What you're probably doing, which I do myself, is picking a budget and then finding the fastest card that fits within that budget.

Before I get there, it has to have stable drivers that just work. I'm no longer interested in spending time trying to get basic functions that I use working, nor am I interested in downloading updated drivers just to find they break functionality that I use on a regular basis.

After I've selected the GPU I want, the specific model needs to be as quiet as reasonably possible. It doesn't need to be dead silent when gaming, but it can't sound like a leaf blower, and I don't want to hear the card when I am not gaming, so no coil whine either.

Don't care about power usage so long as it isn't way out of whack from the rest of the field, don't care about politics, anti competitive behaviors, multi GPU performance/support (both sides suck, I'm not going that route again), longevity, API support (I don't keep cards long enough for either to matter).

That's an interesting choice of example.
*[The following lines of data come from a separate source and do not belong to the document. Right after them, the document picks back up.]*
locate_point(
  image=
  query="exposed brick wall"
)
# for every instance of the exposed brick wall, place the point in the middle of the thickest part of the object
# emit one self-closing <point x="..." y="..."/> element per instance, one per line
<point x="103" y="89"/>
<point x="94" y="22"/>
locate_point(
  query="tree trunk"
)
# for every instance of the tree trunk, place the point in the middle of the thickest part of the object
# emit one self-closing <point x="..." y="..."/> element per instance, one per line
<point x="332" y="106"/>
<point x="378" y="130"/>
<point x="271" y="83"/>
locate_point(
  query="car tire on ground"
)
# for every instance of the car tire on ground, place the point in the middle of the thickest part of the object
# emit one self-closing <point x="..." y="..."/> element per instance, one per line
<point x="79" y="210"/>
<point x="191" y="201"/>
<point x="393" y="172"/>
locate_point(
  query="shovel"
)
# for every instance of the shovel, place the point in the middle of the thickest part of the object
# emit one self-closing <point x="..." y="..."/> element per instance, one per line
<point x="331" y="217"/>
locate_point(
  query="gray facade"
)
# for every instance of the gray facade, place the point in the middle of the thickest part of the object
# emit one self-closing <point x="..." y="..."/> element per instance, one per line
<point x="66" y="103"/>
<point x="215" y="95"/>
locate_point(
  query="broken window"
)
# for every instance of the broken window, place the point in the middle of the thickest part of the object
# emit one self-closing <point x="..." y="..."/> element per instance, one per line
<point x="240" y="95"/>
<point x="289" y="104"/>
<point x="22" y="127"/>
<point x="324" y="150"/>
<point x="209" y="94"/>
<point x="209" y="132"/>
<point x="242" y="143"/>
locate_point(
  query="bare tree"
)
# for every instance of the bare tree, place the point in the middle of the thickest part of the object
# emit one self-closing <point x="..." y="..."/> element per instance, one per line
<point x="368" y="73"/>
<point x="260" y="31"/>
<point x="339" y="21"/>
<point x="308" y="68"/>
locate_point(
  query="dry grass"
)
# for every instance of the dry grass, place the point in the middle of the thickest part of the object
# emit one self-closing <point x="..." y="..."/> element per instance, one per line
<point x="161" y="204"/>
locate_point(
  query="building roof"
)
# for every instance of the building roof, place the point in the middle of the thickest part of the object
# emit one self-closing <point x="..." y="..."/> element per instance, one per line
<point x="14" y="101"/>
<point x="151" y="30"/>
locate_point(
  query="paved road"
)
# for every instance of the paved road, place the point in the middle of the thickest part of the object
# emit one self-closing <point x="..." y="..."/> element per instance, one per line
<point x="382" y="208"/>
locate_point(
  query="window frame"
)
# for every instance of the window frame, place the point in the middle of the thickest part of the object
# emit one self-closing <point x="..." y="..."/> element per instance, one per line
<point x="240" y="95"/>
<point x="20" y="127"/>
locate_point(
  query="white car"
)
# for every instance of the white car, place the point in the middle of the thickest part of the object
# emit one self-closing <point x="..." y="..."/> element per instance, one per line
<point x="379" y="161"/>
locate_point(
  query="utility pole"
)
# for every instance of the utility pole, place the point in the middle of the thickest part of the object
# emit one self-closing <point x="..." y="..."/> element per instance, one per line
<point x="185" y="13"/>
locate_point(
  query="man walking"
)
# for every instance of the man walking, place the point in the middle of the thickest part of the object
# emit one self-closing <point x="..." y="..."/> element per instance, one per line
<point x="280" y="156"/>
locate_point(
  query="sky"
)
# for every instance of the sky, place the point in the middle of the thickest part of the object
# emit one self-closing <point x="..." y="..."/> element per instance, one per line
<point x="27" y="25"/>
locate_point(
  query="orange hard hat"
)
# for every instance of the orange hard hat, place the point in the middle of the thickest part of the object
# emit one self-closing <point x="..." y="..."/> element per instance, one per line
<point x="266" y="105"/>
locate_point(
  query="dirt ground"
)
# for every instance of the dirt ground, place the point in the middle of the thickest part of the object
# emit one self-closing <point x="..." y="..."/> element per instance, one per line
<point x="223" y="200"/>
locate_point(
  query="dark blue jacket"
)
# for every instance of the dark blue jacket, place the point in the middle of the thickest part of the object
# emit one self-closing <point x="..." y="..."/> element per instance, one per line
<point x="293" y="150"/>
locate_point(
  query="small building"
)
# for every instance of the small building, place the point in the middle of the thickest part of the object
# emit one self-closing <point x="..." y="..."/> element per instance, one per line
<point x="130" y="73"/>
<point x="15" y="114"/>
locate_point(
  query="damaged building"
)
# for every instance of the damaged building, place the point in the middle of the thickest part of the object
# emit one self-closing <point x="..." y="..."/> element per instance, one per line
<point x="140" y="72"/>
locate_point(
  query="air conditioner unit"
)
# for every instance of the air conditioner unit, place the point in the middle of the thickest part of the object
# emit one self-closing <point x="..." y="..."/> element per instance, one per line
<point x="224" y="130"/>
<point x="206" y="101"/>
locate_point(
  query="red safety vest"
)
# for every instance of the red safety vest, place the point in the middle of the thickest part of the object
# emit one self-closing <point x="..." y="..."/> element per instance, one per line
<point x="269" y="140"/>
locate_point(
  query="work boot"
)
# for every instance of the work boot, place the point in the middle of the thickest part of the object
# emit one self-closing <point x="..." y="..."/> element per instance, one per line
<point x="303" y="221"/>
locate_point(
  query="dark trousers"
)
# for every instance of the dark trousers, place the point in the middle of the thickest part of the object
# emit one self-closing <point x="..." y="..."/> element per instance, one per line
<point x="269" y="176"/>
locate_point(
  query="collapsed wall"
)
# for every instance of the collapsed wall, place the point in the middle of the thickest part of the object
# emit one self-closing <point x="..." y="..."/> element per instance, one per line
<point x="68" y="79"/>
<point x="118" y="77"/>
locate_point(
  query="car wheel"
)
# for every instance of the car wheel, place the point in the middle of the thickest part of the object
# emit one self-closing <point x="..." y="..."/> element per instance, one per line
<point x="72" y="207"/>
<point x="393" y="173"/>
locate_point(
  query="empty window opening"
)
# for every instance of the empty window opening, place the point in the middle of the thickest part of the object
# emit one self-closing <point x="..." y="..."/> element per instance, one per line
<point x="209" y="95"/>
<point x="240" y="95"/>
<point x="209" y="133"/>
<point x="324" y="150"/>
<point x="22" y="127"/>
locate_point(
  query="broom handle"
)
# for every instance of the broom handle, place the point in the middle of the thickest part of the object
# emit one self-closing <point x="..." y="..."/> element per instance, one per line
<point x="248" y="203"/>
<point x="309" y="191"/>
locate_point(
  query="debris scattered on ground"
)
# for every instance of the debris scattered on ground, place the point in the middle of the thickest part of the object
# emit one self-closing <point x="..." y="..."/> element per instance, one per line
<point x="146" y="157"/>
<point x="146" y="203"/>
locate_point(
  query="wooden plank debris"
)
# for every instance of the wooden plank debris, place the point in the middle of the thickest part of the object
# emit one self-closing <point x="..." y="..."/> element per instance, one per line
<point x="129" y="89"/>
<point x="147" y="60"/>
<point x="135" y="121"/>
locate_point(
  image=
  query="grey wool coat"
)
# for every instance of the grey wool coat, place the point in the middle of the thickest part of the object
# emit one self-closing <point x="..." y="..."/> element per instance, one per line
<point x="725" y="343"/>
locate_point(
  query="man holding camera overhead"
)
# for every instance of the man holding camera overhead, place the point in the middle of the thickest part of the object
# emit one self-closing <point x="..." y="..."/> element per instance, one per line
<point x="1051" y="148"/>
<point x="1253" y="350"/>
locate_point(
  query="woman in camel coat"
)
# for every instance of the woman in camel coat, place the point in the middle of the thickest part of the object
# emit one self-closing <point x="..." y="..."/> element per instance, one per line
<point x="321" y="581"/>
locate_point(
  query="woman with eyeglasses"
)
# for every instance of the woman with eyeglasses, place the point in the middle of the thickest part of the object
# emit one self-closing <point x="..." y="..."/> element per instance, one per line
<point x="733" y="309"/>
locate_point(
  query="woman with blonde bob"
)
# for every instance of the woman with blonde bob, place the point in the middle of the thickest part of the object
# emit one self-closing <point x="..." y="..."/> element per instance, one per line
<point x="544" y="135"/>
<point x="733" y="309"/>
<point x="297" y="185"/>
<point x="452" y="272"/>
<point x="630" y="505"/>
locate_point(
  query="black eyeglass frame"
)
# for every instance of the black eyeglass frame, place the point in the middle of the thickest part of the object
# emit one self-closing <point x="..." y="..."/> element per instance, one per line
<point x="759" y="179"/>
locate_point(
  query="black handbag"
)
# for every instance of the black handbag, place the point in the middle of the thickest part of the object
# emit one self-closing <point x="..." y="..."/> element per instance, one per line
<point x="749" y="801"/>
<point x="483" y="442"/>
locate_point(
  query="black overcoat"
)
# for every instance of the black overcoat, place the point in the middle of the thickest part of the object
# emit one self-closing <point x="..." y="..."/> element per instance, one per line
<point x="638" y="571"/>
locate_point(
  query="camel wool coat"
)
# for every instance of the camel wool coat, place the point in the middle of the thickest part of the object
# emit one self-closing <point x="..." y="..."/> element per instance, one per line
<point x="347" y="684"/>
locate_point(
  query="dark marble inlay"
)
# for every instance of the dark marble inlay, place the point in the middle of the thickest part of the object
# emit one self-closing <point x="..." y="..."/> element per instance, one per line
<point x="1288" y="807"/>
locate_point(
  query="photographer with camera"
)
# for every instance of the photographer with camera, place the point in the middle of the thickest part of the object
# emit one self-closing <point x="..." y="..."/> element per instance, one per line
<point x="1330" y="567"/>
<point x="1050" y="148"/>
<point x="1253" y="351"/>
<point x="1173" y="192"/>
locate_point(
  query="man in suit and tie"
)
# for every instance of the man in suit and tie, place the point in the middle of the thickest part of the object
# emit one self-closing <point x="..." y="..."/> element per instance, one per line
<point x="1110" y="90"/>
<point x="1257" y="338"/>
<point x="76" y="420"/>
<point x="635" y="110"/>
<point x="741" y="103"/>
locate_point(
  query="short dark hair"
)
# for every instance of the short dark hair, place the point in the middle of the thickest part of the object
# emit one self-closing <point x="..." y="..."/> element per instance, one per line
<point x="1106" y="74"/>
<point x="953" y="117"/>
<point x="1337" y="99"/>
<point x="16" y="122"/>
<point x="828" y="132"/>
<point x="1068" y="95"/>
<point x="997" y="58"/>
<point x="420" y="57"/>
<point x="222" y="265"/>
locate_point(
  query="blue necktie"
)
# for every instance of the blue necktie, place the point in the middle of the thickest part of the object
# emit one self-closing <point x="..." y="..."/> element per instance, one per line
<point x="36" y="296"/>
The fastest card you can buy for $100 is a 750 Ti, while you can pick up a 390 or 970 for under $300. In the latest TPU suite of games, at 390 is more than 3x faster than a 750 Ti at my resolution. Even at 1080p, it's pretty close to 3x faster.

Performance/$ is definitely not linear through the price range, but there's scads of examples where spending a few (or 100+) extra dollars nets a larger than expected increase in performance. The 200-300 space often houses the best values.